The Ninth Circuit has declined to revisit the 2012 decision of a three-judge panel affirming the $9.5 million class action settlement involving Facebook’s controversial “Beacon” advertising system. See Lane v. Facebook, __ F.3d __, 2013 WL 765140 (9th Cir. 2013). In an order issued on February 26, 2013, the court denied defendants’ petitions for rehearing and rehearing en banc. Barring review by the U.S. Supreme Court, this brings to a close a multi-year saga for the Beacon settlement, which the parties first agreed to in 2009.

In the complaint, class members alleged that the now-discontinued Beacon program illegally monitored and shared Facebook users’ online shopping and search activity, compiling purchasing patterns and entertainment preferences and selling that information. The parties negotiated a settlement that would devote the entire net proceeds to the creation of the “Digital Trust Foundation,” with the objective of educating Internet users and merchants alike on issues related to privacy, prevention of identity theft, and the improper use of personal information. The settlement, approved in 2010 by U.S. District Judge Richard Seeborg, also required Facebook to discontinue the much-criticized Beacon program, and has successfully withstood criticism that the all-injunctive-relief settlement provisions were inadequate.
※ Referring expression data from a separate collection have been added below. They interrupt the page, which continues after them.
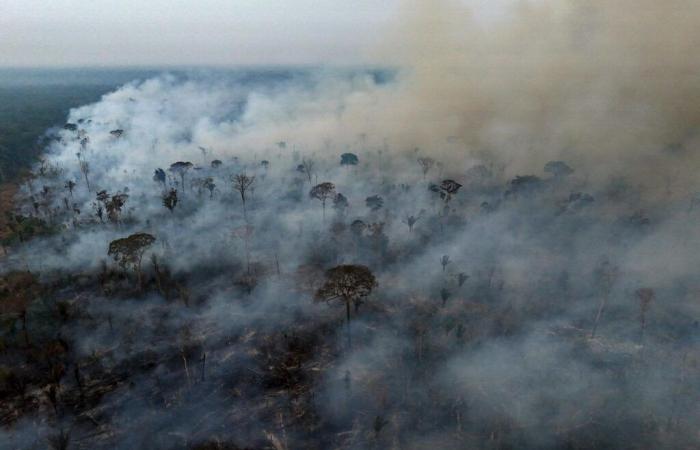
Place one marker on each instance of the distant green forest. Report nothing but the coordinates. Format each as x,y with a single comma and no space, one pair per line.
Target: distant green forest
34,100
26,112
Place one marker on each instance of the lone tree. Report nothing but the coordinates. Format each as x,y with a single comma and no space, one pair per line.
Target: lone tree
426,164
340,203
210,186
242,183
307,168
349,284
159,176
323,192
129,251
411,219
180,168
170,199
349,159
374,202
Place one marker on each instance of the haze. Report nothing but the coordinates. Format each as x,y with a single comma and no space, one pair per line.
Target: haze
207,32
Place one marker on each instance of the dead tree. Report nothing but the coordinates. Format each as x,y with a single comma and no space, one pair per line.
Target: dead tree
170,200
426,164
350,284
323,192
181,168
242,183
307,168
129,251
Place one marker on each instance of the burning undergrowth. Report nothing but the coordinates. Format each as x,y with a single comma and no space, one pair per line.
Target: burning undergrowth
287,261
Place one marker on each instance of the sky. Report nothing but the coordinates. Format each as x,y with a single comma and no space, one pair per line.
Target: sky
203,32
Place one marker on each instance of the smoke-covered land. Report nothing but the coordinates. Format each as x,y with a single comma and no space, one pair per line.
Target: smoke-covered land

The ruling comes amid somewhat greater scrutiny being applied to similar cy pres settlements, where settlement proceeds only indirectly address the at-issue conduct in the underlying lawsuits. Last year, Judge Seeborg rejected a settlement in which Facebook proposed to resolve claims that it had misappropriated users’ names and likenesses with a $10 million charitable contribution. And the battle around the Beacon settlement might not yet be over, as the U.S. Supreme Court’s recent receptiveness to hearing cases where class action jurisprudence is at issue suggests that this relatively aggressive use of the cy pres doctrine might be vulnerable to Supreme Court review.